築後100年以上を経過した吉田寮現棟は耐震性を著しく欠き、大地震が発生した場合には倒壊あるいは大破のおそれがあるにもかかわらず本学学生が居住しているという、極めて危険な現状にある。
本学はすでに昭和50年代から吉田寮現棟の危険な状態を認識し、昭和57年には昭和61年3月を在寮期限とする決定を行い、平成元年までの間、寮生の安全確保を実現しようと吉田寮生との話し合いに努めたが、吉田寮現棟の建物の本格的な改善整備は果たされないまま、老朽化が進んだ。
そして、平成21年に「吉田南最南部地区整備・基本方針(案)」で旧食堂を取り壊して新棟を建設した後に現棟を建て替える方針を示し、新棟の建設は平成27年に実現したが、現棟の老朽化問題は未解決のまま残された。
そこで本学は平成27年7月に、危険な現棟に居住する学生がこれ以上増えることを避けるため、吉田寮自治会に対して入寮募集の停止を要請した。さらに、同様の入寮募集停止の要請を現在まで5回にわたって通知してきた。

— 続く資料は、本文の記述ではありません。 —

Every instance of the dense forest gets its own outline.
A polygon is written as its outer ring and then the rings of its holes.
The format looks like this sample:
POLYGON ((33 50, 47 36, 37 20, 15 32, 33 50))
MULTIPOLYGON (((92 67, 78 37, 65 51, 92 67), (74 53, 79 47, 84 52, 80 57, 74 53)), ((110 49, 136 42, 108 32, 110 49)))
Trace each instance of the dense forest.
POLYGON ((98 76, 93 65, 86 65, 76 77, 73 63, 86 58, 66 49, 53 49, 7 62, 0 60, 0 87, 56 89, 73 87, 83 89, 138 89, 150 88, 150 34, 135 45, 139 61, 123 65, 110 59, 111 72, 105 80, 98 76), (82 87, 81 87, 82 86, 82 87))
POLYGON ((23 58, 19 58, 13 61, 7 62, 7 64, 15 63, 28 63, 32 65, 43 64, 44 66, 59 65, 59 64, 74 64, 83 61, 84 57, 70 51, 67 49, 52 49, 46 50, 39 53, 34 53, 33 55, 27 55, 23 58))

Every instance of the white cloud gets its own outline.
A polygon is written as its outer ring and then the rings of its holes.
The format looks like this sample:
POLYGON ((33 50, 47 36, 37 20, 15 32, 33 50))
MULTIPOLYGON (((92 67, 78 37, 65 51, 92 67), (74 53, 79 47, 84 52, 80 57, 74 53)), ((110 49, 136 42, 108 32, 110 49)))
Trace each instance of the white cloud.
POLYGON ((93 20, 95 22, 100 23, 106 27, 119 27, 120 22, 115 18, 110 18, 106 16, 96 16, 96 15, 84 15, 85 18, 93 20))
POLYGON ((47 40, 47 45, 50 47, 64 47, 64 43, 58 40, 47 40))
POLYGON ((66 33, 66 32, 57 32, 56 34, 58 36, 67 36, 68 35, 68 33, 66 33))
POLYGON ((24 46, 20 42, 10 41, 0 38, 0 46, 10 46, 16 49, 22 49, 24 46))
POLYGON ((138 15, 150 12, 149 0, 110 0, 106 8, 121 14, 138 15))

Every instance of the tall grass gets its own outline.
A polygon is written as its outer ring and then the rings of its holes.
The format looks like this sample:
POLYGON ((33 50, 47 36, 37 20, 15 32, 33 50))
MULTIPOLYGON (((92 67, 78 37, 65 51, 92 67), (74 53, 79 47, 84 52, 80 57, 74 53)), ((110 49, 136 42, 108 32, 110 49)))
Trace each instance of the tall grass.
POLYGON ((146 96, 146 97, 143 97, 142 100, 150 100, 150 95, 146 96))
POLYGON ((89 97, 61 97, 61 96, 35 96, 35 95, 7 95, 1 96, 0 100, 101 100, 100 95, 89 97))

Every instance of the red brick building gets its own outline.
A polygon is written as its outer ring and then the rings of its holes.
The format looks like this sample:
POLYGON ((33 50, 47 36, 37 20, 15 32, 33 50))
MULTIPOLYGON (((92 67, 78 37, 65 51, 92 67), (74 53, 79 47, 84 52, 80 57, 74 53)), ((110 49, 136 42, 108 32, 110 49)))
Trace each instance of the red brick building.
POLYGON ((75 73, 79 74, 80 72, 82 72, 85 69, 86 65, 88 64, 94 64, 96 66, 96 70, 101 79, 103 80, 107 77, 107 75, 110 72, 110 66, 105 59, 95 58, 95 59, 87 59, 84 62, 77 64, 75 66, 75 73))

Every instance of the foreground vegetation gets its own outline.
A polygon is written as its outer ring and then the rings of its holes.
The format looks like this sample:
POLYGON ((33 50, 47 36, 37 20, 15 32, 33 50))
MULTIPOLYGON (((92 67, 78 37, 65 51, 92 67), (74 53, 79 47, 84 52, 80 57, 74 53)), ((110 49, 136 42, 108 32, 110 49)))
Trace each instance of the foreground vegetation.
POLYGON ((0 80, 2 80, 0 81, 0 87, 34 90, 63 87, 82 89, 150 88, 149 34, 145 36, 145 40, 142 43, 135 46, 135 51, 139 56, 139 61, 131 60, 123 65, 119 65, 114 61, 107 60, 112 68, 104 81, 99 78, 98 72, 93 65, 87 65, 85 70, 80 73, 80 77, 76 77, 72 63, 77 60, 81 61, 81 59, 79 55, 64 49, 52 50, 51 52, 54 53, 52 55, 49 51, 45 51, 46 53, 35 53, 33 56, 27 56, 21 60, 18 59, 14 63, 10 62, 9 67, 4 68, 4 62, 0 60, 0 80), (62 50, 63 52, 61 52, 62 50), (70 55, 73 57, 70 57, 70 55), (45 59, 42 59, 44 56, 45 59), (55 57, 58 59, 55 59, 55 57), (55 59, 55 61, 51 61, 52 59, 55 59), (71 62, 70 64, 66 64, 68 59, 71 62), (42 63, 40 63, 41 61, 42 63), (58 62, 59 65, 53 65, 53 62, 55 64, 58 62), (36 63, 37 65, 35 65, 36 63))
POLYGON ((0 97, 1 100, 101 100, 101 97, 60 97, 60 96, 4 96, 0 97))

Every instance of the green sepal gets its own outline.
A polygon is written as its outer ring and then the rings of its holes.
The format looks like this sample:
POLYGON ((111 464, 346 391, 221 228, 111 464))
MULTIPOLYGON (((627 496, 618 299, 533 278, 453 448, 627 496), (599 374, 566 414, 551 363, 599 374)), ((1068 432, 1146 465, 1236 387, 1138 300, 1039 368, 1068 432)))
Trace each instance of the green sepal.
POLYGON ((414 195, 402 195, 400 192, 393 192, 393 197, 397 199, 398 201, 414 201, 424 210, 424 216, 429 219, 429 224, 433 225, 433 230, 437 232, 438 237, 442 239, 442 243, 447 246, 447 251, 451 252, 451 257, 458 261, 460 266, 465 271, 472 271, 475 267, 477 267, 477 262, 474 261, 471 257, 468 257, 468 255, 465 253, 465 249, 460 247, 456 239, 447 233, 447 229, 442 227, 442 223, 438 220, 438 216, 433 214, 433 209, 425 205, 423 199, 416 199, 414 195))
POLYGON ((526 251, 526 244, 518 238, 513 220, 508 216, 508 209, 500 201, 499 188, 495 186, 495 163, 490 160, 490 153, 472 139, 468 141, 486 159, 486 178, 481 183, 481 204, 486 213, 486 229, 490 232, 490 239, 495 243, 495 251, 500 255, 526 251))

しかし、吉田寮自治会はこの要請にもかかわらず新しい入寮者を入舎させ、平成27年7月に約180人であった在寮生の数は増加し続け、平成29年11月には新棟を含む吉田寮の総収容定員(241人)を超える272人にまで達している。
このような経緯を踏まえると、また、大地震がいつ起こってもおかしくないことを考えると、吉田寮現棟に学生を居住させ続けることはもはや許されず、可能な限り早急に学生の安全確保を実現することは、学生に良好な修学環境を提供する責務を負う本学にとって最重要かつ喫緊の課題の一つである。
この課題の解決のため、京都大学は以下の基本方針を定める。
(1)平成30年1月以降、吉田寮への新規入寮は認めない。
(2)平成30年9月末日までに、現在吉田寮に入舎しているすべての学生は退舎しなければならない。
(3)退舎にあたって、平成30年4月時点で本学正規学生の学籍を有する吉田寮生については、希望する者に本学が代替宿舎を用意し、その代替宿舎に現在の寄宿料で居住させる。ただし、代替宿舎での光熱水費については、使用者である寮生の負担とする。また、代替宿舎での居住の終期は、原則として、当該寮生の正規生としての学籍の修業年限(大学院生については標準修業年限)の終期とする。
(4)吉田寮現棟の老朽化対策については、本学学生の福利厚生の一層の充実のために収容定員の増加を念頭に置きつつ、検討を進める。